CAMP PERRIN, 26 Février – Partout on veut avoir son carnaval. Les plus petits bourgs. Sénateurs, députés et maires n'ont qu'une préoccupation.
C'est une crise !
On peut l'interpréter de diverses façons.
Un peuple qui n'a plus d'imagination. Comme si celle-ci était directement proportionnelle aux problèmes économiques qui crèvent tous les plafonds dans notre pays avec une monnaie nationale qui s'effondre à vue d'œil par rapport au dollar américain qui est notre monnaie d'échange (près de 69 gourdes pour 1 dollar), donc bientôt à peine le quart du dollar américain en valeur.

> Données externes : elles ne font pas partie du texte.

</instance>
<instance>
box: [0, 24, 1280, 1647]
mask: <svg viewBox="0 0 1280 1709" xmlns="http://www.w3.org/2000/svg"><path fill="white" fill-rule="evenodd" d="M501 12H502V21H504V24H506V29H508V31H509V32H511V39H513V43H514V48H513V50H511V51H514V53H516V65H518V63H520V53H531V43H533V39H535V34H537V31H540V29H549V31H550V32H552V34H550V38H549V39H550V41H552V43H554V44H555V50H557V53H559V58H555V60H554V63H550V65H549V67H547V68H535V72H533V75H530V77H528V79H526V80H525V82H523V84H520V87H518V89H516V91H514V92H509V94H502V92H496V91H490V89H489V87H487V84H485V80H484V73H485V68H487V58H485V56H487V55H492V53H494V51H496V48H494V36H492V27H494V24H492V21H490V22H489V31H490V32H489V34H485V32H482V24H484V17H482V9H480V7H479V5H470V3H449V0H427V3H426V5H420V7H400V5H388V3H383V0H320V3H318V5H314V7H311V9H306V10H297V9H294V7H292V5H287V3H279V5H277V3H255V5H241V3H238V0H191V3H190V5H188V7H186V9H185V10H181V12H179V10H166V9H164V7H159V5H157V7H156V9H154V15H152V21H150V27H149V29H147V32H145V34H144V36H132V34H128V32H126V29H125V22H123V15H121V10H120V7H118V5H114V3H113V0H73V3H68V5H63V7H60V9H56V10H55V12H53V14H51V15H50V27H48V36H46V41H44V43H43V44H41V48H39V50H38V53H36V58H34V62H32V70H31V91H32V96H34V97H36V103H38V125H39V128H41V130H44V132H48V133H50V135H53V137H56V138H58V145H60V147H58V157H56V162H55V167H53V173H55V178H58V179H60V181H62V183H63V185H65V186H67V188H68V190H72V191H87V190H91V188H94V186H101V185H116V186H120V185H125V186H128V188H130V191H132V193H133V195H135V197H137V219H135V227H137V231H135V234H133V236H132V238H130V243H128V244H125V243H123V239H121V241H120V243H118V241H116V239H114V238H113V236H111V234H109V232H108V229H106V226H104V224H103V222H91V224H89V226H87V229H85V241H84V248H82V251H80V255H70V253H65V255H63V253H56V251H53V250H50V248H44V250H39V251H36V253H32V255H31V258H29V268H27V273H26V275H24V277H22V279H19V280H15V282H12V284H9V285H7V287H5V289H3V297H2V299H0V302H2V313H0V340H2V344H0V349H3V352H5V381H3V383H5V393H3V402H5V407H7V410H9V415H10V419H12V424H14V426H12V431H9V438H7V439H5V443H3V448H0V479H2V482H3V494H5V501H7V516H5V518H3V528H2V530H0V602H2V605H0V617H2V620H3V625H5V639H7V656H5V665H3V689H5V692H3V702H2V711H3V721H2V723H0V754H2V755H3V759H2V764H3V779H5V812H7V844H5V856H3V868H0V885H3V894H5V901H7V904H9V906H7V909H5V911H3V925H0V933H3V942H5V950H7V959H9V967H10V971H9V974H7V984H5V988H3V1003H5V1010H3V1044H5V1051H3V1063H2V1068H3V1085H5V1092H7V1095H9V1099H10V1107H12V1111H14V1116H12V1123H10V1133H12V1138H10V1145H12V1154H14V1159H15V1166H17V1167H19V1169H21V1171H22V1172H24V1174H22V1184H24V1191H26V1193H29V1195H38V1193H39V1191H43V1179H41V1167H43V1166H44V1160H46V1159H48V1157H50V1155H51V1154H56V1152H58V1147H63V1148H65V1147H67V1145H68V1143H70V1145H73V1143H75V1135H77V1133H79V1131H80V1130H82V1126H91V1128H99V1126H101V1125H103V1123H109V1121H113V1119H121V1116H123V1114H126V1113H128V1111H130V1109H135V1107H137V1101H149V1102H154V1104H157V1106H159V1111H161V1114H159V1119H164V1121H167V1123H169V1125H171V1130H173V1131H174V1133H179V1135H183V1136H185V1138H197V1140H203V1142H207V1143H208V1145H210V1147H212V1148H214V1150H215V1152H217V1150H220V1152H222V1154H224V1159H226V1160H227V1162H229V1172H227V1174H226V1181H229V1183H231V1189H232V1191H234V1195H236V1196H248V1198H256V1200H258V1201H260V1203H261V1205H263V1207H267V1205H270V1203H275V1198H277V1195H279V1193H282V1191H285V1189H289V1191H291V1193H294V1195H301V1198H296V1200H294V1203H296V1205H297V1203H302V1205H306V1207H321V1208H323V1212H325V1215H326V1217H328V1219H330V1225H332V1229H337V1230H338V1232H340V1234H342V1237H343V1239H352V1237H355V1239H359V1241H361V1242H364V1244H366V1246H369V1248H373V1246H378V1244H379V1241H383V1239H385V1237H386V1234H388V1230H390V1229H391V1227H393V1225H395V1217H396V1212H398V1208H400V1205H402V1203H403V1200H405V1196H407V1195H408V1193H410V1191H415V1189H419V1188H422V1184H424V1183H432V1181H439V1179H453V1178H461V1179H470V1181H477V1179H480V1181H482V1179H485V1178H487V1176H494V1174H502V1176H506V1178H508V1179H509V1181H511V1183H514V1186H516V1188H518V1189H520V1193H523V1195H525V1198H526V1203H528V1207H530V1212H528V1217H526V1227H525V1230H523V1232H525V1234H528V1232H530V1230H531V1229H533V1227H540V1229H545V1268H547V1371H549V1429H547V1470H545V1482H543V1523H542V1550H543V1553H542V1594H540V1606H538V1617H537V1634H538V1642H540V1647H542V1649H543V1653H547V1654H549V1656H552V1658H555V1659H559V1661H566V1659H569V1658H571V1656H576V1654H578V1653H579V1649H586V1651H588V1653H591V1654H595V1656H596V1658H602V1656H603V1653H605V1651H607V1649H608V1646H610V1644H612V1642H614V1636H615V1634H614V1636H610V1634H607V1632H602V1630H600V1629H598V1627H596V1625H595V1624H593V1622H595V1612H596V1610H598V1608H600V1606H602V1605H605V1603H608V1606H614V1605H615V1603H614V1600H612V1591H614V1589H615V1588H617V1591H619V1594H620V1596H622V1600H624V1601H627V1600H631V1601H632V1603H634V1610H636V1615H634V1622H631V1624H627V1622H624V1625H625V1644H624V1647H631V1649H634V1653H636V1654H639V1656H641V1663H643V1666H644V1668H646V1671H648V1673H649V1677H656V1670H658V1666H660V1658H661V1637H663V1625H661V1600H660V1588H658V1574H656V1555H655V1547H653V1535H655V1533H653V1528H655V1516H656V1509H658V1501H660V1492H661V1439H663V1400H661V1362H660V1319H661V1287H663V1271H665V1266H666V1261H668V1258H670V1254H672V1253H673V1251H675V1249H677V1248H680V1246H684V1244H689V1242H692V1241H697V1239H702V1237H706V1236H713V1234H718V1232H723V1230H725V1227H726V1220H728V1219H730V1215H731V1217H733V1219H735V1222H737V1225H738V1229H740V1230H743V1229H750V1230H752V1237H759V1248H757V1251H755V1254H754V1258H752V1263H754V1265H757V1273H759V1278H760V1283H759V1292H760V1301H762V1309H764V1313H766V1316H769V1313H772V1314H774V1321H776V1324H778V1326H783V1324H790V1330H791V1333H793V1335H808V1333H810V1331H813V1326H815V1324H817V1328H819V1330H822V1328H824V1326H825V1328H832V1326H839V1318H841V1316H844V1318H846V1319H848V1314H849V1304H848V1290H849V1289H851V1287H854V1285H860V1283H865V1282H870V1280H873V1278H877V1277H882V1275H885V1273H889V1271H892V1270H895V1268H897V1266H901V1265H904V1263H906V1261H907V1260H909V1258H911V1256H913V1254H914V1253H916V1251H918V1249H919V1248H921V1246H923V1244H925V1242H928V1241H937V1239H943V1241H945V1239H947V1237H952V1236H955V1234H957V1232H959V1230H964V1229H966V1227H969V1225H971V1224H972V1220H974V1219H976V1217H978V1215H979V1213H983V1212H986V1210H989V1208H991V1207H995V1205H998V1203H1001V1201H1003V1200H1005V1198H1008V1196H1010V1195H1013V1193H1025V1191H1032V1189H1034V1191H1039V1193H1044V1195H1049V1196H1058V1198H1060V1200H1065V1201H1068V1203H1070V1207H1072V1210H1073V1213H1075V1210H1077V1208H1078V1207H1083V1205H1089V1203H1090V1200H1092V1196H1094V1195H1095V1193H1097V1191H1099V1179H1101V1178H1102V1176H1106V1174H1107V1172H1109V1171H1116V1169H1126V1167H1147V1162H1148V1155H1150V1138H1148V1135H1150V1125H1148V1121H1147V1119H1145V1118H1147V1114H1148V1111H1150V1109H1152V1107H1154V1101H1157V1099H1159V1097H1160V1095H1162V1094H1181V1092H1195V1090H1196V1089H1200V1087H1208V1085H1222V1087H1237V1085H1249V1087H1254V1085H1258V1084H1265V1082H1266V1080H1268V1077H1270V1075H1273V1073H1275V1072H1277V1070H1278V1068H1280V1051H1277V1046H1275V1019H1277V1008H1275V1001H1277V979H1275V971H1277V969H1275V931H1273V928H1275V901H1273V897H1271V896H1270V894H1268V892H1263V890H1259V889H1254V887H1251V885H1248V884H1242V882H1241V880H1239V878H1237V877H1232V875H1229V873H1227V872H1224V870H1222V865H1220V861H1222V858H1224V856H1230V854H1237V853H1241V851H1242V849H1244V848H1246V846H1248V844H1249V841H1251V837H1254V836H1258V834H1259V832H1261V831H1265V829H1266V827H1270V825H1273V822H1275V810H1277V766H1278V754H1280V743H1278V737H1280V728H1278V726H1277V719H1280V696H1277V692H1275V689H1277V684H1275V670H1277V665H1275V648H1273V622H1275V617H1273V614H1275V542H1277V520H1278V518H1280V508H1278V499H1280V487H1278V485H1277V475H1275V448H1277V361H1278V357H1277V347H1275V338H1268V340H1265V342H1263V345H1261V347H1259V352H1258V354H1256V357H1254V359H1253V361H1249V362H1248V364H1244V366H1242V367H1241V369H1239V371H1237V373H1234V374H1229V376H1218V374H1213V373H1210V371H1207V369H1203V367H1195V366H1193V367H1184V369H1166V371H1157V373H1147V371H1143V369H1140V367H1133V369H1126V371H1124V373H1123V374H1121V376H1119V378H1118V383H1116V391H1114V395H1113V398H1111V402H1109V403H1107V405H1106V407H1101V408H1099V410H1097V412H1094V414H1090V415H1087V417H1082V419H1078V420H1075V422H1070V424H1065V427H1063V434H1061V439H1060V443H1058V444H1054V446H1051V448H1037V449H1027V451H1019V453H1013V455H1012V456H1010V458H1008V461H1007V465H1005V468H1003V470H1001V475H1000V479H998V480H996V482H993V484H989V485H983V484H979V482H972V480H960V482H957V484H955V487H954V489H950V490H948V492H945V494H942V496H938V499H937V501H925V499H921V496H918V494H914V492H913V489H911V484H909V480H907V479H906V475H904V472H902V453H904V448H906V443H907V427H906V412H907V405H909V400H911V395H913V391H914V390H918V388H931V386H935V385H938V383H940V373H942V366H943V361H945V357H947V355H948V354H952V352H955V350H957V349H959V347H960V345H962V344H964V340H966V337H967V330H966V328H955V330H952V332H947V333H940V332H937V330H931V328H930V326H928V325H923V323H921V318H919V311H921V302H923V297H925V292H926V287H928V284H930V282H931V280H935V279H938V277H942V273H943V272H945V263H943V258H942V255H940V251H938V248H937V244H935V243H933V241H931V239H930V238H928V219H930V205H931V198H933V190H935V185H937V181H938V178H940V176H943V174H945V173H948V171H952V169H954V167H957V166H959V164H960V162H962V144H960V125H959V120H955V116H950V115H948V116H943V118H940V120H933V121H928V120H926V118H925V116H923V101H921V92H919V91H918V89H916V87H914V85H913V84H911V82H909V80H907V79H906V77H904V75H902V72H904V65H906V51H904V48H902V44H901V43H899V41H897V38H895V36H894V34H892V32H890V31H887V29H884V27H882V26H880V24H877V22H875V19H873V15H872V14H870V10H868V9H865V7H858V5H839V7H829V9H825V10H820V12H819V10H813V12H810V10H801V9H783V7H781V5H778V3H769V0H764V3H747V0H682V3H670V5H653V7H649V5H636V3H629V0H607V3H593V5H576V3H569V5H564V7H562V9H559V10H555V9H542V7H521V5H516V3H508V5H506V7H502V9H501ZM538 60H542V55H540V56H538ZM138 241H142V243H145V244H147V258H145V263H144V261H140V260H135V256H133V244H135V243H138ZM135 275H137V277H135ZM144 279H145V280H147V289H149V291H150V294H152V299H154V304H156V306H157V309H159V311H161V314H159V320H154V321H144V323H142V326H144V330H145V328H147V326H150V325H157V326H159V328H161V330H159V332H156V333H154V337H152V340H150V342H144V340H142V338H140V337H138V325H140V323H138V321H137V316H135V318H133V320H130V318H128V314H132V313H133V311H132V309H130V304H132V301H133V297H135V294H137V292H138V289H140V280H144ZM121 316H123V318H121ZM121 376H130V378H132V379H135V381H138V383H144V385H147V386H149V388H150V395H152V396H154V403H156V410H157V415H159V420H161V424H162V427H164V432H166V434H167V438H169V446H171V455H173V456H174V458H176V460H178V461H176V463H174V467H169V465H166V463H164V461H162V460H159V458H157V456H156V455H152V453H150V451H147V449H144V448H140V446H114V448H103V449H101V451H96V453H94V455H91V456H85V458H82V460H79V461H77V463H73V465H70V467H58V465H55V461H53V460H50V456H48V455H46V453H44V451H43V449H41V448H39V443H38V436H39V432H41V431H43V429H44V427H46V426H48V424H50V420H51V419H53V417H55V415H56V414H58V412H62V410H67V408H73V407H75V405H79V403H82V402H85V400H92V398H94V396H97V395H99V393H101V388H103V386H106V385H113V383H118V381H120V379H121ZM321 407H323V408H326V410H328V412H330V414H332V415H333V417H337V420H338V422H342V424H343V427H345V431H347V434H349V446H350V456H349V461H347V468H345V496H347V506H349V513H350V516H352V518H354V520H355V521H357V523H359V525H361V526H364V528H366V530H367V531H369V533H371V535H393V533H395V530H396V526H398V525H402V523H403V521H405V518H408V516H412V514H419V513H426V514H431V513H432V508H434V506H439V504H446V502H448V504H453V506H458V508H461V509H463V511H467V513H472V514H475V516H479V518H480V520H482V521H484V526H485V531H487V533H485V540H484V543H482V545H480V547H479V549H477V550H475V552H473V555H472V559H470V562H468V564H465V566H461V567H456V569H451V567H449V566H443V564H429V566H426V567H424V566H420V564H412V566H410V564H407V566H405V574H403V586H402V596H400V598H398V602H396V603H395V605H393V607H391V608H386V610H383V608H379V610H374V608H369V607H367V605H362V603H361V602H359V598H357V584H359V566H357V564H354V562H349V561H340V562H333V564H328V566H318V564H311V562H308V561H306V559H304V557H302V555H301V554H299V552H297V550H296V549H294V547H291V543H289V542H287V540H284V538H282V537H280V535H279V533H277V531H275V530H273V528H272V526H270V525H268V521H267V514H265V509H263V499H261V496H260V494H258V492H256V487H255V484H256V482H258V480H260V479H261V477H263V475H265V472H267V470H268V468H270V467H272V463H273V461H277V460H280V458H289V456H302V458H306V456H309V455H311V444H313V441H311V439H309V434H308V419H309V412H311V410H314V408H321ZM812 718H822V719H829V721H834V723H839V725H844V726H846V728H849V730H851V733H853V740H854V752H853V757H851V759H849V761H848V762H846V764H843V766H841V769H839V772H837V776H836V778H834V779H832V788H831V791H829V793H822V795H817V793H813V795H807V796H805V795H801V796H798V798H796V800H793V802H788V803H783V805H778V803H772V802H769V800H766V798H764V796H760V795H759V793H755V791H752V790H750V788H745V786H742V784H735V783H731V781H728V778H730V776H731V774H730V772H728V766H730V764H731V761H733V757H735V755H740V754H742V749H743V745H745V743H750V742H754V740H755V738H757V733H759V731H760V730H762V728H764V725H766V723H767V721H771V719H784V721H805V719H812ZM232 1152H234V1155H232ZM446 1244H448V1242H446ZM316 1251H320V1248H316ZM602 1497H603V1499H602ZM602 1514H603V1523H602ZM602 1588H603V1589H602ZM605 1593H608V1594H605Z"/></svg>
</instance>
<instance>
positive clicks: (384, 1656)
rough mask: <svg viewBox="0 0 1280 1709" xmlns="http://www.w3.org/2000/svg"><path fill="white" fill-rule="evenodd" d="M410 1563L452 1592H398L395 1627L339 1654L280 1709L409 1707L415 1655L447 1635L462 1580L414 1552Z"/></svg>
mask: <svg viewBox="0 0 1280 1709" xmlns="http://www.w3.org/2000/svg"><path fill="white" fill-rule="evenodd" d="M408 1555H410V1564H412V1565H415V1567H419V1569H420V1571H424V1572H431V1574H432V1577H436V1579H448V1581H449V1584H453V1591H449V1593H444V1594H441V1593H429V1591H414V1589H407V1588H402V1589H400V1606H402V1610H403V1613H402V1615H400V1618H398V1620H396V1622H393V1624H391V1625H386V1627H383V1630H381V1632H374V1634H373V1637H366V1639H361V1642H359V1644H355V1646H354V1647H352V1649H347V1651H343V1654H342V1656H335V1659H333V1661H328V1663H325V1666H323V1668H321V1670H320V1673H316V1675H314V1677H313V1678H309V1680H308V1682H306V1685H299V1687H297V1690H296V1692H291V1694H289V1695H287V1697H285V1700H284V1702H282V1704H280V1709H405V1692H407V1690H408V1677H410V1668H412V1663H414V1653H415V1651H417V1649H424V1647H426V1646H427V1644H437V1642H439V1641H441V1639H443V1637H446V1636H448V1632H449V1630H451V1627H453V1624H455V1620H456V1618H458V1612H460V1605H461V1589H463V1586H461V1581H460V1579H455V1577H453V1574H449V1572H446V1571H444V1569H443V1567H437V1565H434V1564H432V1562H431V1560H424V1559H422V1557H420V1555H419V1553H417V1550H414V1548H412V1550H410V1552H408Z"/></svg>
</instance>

Un coût de la vie non seulement délirant mais constamment imprévisible.
Et incorrigible tant que le pays continuera d'importer pour deux milliards de dollars et d'exporter pour 200 millions à peine.
Or dans de telles conditions ce sont des signaux négatifs qu'on constate le plus souvent partout jusqu'au fond du pays.
Pas une fièvre carnavalesque.
Et il ne s'agit pas seulement d'un phénomène de la ville, comme certains qui en profitent pour reprocher à l'Etat qu'on dépense dans le futile alors que tant d'urgences nous sautent au nez.
A entendre certains élus de localités même les plus profondes, c'est comme si leur avenir politique en dépendait.
Est-ce le beau temps qui précède la tempête, pour les uns, tandis que d'autres répéteront le dicton : le peuple qui chante et danse sa misère !
Toujours est-il qu'il n'y a pas de dirigeant politique qui ne se réjouisse quand le peuple choisit de danser au lieu de jeter des pierres. Comme ce fut le cas ces deux dernières années avec des élections constamment rejouées, ponctuées de manifestations de rues etc.


Aussi, autre interrogation : est-ce un signe de fatigue conjoncturelle. Un ras-le-bol de nos jeux politiciens qui n'ont fait qu'accélérer davantage la chute de la gourde nationale.
Ou au contraire la satisfaction que nous ayons enfin franchi l'écueil, cette passe difficile par la réalisation d'élections qui ont donné enfin au pays des dirigeants reconnus aussi bien à l'intérieur qu'à l'extérieur.
Par conséquent on ne sait encore quelle interprétation donner à cette soudaine envie de vivre, de danser et de s'amuser qui s'empare de notre pays. Malheureusement nous n'avons pas de sondages crédibles. Ni d'études sociologiques suffisamment d'actualité.
Cependant pourquoi le carnaval comme seule forme de manifestation ?
Pour certains le fait par chaque section communale de vouloir son propre carnaval alors que la même chose se passe à côté, est une autre manifestation de l'absence de l'Etat. Et même d'un certain éclatement du tissu national.
Chacun veut en faire à sa tête alors que autant de carnavals ce sont autant de trous dans le budget public qui n'a plus que la peau et les os.
L'Etat doit-il laisser cette nouvelle tendance s'incruster ?
Première conséquence, c'est la banalisation du carnaval qui a toujours constitué un héritage culturel important.
Mais en même temps préfère-t-on renforcer la tentation à envoyer des pierres ?
Il existe une voie médiane : c'est que l'Etat se mette en devoir d'organiser des activités culturelles plus diverses et ayant la même capacité d'enthousiasmer nos populations.
Après plusieurs années de morbide morosité et d'instabilité à tous les niveaux, le même enthousiasme qui traverse le pays (si tant est que c'est bien de cela qu'il s'agit – et non du beau temps qui précède la tempête !) pourrait être exploité, non comme instrument de propagande gouvernementale comme avant, mais pour lancer un grand mouvement de renouveau, autrement dit pour commencer par changer le visage de nos villes et mieux encore, celui de nos mornes dénudés et ... refaire la perle des Antilles. Autant que faire se peut.